Faktenfackel Bewertung
Einordnung
Der IG-Metall-Artikel beschreibt den Kollaps der deutschen Solarindustrie zutreffend. 2011 arbeiteten laut Umweltbundesamt rund 157.000 Menschen in der Branche, bis 2016 waren es nur noch 44.000 - ein Rückgang, der mit den drastischen EEG-Kürzungen ab 2012 zusammenfiel. Der sogenannte Altmaier-Knick - benannt nach dem damaligen Umweltminister Peter Altmaier (CDU) - ließ den jährlichen Solarausbau von über 8 Gigawatt auf unter 2 Gigawatt einbrechen. Die IG Metall nennt im Artikel 100.000 verlorene Jobs; dieser Wert liegt zwischen verschiedenen Schätzungen (andere Quellen sprechen von 75.000 bis 80.000 Stellen), ist aber in der Größenordnung plausibel.
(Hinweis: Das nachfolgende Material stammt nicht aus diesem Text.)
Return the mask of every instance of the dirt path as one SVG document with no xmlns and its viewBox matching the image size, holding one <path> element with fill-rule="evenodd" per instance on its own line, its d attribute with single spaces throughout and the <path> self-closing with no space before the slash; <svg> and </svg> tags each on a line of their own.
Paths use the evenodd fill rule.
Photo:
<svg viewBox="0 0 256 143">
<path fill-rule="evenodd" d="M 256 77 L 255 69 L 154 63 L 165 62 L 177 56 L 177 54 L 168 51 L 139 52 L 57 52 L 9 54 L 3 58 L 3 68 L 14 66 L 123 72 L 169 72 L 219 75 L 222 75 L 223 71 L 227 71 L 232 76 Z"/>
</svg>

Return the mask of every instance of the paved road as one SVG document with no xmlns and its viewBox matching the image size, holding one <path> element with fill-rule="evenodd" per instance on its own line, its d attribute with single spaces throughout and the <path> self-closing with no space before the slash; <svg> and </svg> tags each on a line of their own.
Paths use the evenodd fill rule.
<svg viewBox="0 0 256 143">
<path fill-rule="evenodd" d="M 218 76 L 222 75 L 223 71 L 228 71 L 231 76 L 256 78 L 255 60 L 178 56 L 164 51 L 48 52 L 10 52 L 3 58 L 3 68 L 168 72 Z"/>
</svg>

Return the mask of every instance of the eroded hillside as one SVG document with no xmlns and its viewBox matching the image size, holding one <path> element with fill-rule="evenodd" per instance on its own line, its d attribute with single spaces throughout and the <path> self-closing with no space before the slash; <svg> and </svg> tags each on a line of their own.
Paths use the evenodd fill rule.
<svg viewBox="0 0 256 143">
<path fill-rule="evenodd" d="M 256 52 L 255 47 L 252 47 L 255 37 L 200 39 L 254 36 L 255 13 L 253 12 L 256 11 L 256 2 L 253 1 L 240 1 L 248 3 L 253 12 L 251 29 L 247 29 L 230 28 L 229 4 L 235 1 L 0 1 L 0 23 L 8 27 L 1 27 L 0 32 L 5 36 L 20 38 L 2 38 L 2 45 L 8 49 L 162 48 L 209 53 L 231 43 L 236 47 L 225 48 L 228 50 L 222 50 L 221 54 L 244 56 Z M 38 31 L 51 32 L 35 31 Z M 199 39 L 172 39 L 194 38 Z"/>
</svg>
Die Behauptung, China produziere heute 90 Prozent aller Solarmodule weltweit, ist gut belegt: pv magazine und die Internationale Energieagentur bestätigen Chinas dominierende Stellung - heute mit noch höheren Anteilen bei Schlüsselkomponenten wie Polysilizium (über 93 Prozent Weltmarktanteil). Die Wiederaufbaustory rund um Meyer Burger in Thalheim und Freiberg ist faktisch korrekt: Meyer Burger eröffnete 2021 die Zellproduktion in Thalheim und kaufte 2022 das frühere Solarworld-Werk in Freiberg. Der Artikel steht auf dem Standpunkt der Arbeitnehmer und Betriebsräte, was der gewerkschaftlichen Herkunft entspricht. Die Forderung nach Tarifverträgen und verlässlichen politischen Rahmenbedingungen ist als Interessenvertretungslogik erkennbar, aber nicht unredlich.
Fazit
Der Artikel schildert den Auf- und Abstieg der deutschen Solarindustrie und den beginnenden Wiederaufbau im Wesentlichen korrekt. Die politische Perspektive (Forderung nach Tarifverträgen, staatlichen Rahmenbedingungen) entspricht dem gewerkschaftlichen Kontext der IG Metall und muss als solche eingeordnet werden.